Quick answer: Probably not. But let’s put the professionals and cons underneath the microscope.

The gold market may be played in a number of ways. You can buy gold bullion bars or coins. You can buy shares in gold funds – including exchange-traded funds (ETFs). There are gold mining and processing stocks which benefit to varying degrees from higher gold prices. And you can find other types of “paper” ownership of gold.

A commodity futures contract is one form of paper ownership. Gold futures offer some distinct advantages for several traders. Storage investing, insurance and transportation of the physical metal don’t drive up costs – because normally there is no physical metal. No metal entails no counterparty risk as a result of loss or counterfeiting. Think the price will fall? It’s simple to go short and profit if the price drops. In comparison to physical metals, futures trading can be quite a quick and easy proposition.

But futures markets also have some serious disadvantages.
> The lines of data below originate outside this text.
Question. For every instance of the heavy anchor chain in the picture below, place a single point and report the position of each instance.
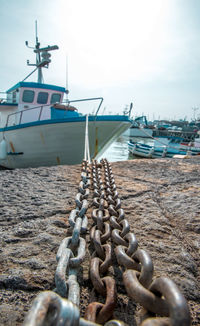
(159, 297)
(72, 249)
(49, 309)
(101, 257)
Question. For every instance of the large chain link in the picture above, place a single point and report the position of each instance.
(101, 257)
(72, 249)
(160, 296)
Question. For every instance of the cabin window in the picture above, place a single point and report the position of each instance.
(55, 98)
(42, 98)
(28, 96)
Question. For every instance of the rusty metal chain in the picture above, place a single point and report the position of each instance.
(101, 258)
(72, 249)
(159, 297)
(50, 309)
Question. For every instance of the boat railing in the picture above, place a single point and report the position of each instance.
(88, 99)
(42, 112)
(3, 97)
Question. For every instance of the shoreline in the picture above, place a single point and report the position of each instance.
(160, 198)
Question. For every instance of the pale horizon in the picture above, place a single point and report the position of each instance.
(145, 52)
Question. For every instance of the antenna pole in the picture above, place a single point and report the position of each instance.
(36, 36)
(67, 91)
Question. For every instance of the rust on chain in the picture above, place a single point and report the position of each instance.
(106, 215)
(142, 295)
(92, 311)
(146, 267)
(118, 239)
(114, 224)
(108, 259)
(107, 310)
(112, 210)
(178, 307)
(98, 312)
(157, 321)
(100, 220)
(95, 275)
(97, 244)
(106, 235)
(125, 227)
(124, 260)
(133, 244)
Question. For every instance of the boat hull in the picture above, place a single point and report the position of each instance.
(147, 151)
(139, 132)
(62, 142)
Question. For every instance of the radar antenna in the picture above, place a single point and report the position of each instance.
(42, 56)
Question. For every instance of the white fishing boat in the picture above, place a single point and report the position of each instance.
(39, 126)
(168, 149)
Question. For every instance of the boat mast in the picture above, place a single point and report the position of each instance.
(42, 57)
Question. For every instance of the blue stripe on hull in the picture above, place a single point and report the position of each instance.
(121, 118)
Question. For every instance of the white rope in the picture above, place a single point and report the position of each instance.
(87, 146)
(159, 141)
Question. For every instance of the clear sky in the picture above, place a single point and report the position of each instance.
(141, 51)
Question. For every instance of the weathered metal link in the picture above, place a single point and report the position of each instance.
(100, 235)
(60, 274)
(106, 215)
(146, 267)
(107, 309)
(95, 276)
(178, 308)
(50, 309)
(72, 220)
(142, 295)
(138, 275)
(157, 322)
(124, 260)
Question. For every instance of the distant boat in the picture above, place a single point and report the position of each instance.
(168, 150)
(38, 127)
(139, 128)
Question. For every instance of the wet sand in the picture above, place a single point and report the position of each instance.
(161, 200)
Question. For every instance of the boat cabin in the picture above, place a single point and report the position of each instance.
(30, 101)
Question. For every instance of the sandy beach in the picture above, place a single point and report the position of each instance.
(161, 200)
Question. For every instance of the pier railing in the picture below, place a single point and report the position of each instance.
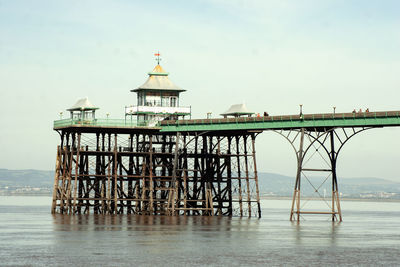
(103, 123)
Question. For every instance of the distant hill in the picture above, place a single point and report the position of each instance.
(269, 183)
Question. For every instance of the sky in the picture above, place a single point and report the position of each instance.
(270, 55)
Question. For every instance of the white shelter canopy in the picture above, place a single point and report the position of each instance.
(237, 110)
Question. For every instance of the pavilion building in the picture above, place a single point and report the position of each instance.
(157, 100)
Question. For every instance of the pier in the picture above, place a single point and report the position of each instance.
(155, 161)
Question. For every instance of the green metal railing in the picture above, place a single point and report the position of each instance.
(371, 119)
(101, 123)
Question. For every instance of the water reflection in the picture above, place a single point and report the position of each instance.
(310, 231)
(64, 222)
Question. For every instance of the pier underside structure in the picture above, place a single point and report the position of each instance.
(197, 167)
(144, 171)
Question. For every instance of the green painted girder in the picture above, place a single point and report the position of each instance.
(370, 119)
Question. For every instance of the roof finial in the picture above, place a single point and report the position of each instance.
(158, 59)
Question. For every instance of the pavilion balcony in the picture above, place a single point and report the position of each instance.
(132, 110)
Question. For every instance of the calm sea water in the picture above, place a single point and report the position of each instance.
(31, 236)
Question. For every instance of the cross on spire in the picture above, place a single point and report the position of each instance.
(158, 59)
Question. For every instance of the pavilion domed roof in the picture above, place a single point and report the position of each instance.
(158, 80)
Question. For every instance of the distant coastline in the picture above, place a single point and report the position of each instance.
(271, 186)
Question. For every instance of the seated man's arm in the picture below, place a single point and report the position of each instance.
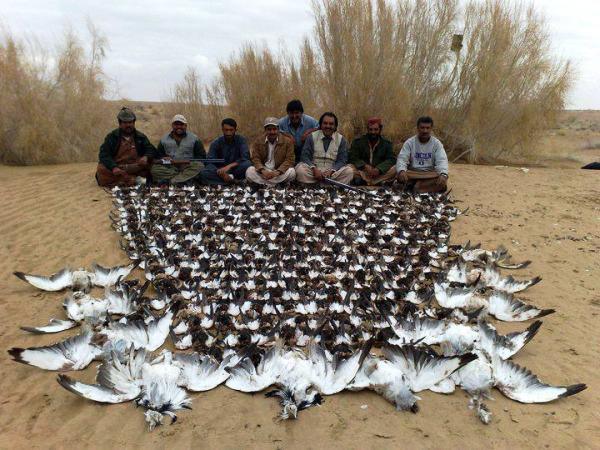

Leverage Futures are highly leveraged. That means that you simply have to put up a portion of a contract’s value – the margin – to “own” it. Currently, you are able to control 100 ounces of gold, worth about $140,000, with only $6700 cash. But it would just take a 5% move against your position to wipe out your complete margin. This loss in margin as a result of leverage is usually related to the unusual volatility of futures prices. Futures prices are no more volatile – it’s the leverage that kills.

You’re David; They’re Goliath The futures markets exist to hedge price risk. Any large gold owner can protect the value of these holdings by going short in the futures markets. These hedgers and producers of gold tend to be the larger players in the futures markets – and they tend to less leveraged and therefore more powerful than the small speculator – you. Market power can be quite a decisive factor; especially when trading short term.

Commissions Add Up As you can avoid certain fees by not dealing in physical gold, you can find commissions and fees necessary to clear futures trades. Because futures contracts typically expire every month or two, they should be rolled regularly- thus incurring more commission expense. Any savings as a result of lack of storage costs may be easily lost by the necessity to continuously roll your position.

Speculation in gold futures is a highly leveraged trade – not an investment in gold or gold ownership. Futures are primarily designed for hedging and quick speculation. Understanding the difference can save you money.